Second: The attempt ignores what cannot be ignored, which is division, and postpones the work to end it, may result in easing the idea of coexisting with it, as well as perpetuating it.
Third: It focuses on thwarting the annexation plan, ignoring the occupation and the annexation, increasing settlements at large rates, where it is possible that if the annexation is postponed or applied in a symbolic and limited way, nothing really is going to change.
This matter may worsen if the efforts made by the United Nations and the rest of the Quartet parties are successful to resume negotiation. And so far, they have failed against the background of the US administration's insistence that it be based on Trump's vision, with the Palestinian side offering its counter-vision. Within the equation to stop the annexation in exchange for agreeing to negotiations without a political basis, and without a clear binding reference. This possibility is enhanced if the Democratic candidate, John Biden, wins the American presidential elections.
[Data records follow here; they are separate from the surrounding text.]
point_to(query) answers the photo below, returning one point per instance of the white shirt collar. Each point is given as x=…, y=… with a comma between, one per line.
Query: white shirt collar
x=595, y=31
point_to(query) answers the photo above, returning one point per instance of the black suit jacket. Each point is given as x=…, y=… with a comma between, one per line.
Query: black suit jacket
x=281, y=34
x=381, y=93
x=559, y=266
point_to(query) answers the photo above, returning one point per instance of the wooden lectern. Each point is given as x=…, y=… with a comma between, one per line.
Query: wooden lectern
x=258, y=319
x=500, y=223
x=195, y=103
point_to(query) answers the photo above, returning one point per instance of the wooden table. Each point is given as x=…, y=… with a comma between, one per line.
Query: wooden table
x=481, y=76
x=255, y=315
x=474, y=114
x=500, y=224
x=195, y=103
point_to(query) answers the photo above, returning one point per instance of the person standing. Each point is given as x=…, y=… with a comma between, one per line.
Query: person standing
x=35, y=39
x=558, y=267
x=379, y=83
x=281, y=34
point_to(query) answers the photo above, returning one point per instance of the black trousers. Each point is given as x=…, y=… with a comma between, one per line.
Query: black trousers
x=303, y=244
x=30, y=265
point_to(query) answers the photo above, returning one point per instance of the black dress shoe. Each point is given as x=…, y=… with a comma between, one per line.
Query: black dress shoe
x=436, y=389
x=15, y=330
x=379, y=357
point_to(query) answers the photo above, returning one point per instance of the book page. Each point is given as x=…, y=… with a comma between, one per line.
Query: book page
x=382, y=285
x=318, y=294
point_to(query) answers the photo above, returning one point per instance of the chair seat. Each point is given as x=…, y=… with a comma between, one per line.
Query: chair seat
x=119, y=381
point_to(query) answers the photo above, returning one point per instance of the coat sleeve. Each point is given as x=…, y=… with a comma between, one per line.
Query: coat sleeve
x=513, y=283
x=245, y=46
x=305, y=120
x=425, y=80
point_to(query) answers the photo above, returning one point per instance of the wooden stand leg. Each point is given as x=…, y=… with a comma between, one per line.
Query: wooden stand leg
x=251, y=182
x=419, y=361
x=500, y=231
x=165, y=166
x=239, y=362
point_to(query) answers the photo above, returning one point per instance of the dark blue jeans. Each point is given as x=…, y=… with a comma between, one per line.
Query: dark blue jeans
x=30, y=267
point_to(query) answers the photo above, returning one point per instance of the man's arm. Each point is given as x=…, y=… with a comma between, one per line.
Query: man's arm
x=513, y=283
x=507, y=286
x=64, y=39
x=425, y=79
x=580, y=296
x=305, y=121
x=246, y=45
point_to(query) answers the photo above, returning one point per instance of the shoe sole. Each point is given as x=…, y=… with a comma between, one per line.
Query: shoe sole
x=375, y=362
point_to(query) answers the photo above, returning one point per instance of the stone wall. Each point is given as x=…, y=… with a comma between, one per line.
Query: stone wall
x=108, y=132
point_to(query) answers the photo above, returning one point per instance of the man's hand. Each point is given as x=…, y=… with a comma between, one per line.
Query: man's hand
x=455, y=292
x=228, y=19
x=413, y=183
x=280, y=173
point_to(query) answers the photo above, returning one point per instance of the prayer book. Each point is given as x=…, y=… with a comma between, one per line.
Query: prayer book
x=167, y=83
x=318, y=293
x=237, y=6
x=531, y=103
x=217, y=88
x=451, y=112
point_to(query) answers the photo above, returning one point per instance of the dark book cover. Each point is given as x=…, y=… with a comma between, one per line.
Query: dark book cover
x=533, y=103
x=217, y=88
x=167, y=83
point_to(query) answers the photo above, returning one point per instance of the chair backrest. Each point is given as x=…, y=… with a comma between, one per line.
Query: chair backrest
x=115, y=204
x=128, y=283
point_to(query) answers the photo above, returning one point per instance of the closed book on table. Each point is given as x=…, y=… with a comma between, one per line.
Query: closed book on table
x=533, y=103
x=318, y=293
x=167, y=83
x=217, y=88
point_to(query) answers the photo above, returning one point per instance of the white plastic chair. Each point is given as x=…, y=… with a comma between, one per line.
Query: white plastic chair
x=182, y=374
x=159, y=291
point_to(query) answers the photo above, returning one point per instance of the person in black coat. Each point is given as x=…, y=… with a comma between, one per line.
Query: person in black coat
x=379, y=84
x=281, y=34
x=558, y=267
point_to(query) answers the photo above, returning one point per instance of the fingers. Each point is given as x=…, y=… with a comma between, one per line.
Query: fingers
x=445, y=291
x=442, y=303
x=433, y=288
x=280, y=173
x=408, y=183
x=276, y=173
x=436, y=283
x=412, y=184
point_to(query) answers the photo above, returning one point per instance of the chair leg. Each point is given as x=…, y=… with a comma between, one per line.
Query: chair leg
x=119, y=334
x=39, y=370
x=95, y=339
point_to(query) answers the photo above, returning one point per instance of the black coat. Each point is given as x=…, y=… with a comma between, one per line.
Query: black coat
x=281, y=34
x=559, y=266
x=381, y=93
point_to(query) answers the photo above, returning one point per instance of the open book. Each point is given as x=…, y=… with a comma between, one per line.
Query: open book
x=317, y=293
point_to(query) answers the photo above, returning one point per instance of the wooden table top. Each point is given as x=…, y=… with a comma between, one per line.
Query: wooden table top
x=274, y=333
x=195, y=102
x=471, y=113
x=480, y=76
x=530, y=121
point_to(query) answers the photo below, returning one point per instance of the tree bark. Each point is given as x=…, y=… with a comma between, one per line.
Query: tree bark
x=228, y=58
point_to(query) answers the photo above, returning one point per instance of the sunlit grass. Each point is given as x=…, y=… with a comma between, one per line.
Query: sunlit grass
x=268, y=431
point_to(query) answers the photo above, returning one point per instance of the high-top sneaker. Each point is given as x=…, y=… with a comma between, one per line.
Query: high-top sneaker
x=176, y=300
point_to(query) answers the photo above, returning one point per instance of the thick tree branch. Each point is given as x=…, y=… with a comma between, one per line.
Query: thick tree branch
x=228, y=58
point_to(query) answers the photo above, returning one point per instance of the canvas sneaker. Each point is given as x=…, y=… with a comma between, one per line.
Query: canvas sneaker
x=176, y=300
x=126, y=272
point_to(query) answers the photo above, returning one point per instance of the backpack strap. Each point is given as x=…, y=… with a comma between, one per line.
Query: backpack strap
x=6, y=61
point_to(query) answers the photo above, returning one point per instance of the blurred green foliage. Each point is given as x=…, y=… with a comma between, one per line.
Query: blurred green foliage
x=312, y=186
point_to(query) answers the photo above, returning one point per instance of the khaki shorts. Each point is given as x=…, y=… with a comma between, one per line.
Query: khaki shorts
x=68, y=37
In this situation a great warning must be made of the danger of resuming negotiations without binding a political and reference basis between a strong party and a weak party, as the only possible result is that the strong will get what remains of the weak.
In order for the new initiative to succeed, it is necessary to draw lessons from the failure of previous initiatives and agreements, and the first lesson is the need to agree on a political program that embodies common denominators and forms of struggle, as it is unreasonable for one party to conduct a peaceful struggle and the other to armed resistance, and this is more possible than the previous. After the events exceeded the Oslo agreement, it became clear that everyone is in trouble, and no one alone has the solution.
The second lesson is the necessity of partnership on agreed substantive foundations until the elections can be held, and this means abandoning everything that would deepen the division, especially Fatahs efforts to restore the authority in Gaza and remove Hamas from the picture, and Hamas’s attempts to retain power in Gaza and seeking new gains, such as seeking to finance its authority and joining the PLO.
And the third lesson is considering that the field unit is just the beginning and the goal must be clear and agreed upon, which is working to achieve comprehensive unity, and this requires initiating a parallel comprehensive national dialogue, not only species are serious to overcome all obstacles and lay the foundations of solid unity.
The unity is truly based on an equation that is neither victorious nor defeated, and an end to Fatah's unilateralism and dominance of power and organization, and unilateral "Hamas" control of Gaza, so that authority and organization are for all.
Despite all the valid warnings in which the attempt may fail, everything necessary to do must be done, especially since the field unit is achieved in the first and second intifada and in many local experiences in more than one region, and that its success can provide an appropriate atmosphere to open the way to end the division. Here it must be noted that Israel, concerned about any unitary aspect, will work to thwart it, in addition to the fact that the interests of the division have increased influence and wealth and distributed positions and gains to their patronage anything will be done foil the unit, even if it is on the ground.
Unity remains the basis of the joint program and true partnership, it is the indispensable necessity and path of victory, but it needs to be accomplished for a significant change in the existing Palestinian political map, and it must change as soon as possible and before it is too late.